Si el bebé se lanza a jugar con la nieve, es posible que termine mojándose. Por esto, es importante llevar ropa de recambio. Yo llevaría repuesto de todo, incluyendo de los guantes, el calzado y los calcetines. Como lo más probable es que le cambiemos cuando ya no vaya a estar más en la nieve, no será necesario que todas estas prendas de recambio sean especiales para la nieve.

La protección solar también es de gran importancia. Aunque estuviera nublado, la nieve refleja mucho la radiación solar y es fácil quemarte sin darte cuenta. Por ello debemos proteger bien la piel del bebé que quede expuesta. En menores de 6 meses no está recomendada ningún tipo de crema solar, por lo que, como indicaba antes, es mejor esperar a llevarlos a que sean un poquito más mayores. A partir de los 6 meses y hasta los 3 años se recomiendan las cremas solares que hacen de filtro físico. Del mismo modo, debemos proteger sus ojos con gafas de sol adecuadas para su edad.

Por otra parte, como he comentado, la mochila portabebés (Manduca en nuestro caso) me resulta muy práctica para ir a la nieve con mi hijo. Permite acceder con él más fácilmente a los sitios, y además sirve para darle calor. Hay que tener precaución con el hielo o con las posibles caídas, por lo que llevar unos bastones de caminar o esquiar también puede resultar de gran ayuda.

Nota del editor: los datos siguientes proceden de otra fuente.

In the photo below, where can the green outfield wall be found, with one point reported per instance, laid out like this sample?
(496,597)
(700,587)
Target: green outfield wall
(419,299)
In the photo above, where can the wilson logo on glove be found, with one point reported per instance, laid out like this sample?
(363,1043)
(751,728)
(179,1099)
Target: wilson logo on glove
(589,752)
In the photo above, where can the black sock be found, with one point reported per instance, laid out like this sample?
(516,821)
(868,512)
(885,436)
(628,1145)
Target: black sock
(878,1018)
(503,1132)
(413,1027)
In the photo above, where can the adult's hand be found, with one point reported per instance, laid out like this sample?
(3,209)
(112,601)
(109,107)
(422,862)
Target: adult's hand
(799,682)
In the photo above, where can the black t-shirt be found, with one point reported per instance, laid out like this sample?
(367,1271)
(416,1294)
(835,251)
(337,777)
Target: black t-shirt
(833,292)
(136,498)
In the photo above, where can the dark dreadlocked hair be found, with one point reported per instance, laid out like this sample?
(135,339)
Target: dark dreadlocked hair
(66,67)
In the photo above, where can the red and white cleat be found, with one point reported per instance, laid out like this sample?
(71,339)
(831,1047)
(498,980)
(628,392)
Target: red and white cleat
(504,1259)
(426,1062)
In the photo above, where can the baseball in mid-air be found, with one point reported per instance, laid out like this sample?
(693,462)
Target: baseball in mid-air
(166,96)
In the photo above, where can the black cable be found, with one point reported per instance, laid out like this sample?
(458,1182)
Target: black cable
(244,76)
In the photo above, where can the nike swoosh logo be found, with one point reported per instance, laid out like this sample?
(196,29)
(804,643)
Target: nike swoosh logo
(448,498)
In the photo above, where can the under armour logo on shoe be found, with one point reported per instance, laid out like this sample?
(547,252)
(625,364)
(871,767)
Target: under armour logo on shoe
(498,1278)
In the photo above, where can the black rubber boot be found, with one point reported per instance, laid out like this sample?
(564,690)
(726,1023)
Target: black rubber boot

Aunque el bebé sea pequeño para ir en trineo, si tenéis alguno o queréis comprarlo para cuando sea más mayor, os puede ser de utilidad para sentarlo un ratito en la nieve. Si no, puede serviros un plástico grande, para que sea impermeable. De todos modos, por el frío, es recomendable que no esté sentado durante mucho tiempo.

Consejos para ir a la nieve con un bebé: trineo y manduca

Checklist: Imprescindibles para pasar un día en la nieve con un bebé

  • Pantalón o mono impermeable
  • Abrigo cortavientos
  • Body o camiseta interior térmica
  • Ropa de abrigo
  • Calcetines de lana
  • Botas impermeables
  • Gorro o pasamontañas
  • Braga de cuello
  • Manoplas
  • Ropa de recambio
  • Pañales y toallitas
  • Cambiador portátil
  • Gafas de sol (mejor con gomas)
  • Crema solar
  • Comida y bebida para el bebé (o tener previsto cómo darle el pecho si es lactante)
  • Mochila portabebés
  • Trineo o asiento

Espero que te sirvan de gran ayuda estos consejos para ir a la nieve con un bebé y, sobretodo, que paséis un día estupendo en la montaña. ¡Disfrutad mucho de su primera vez!

¿Añadirías alguna recomendación más? ¡Puedes contármelo en los comentarios!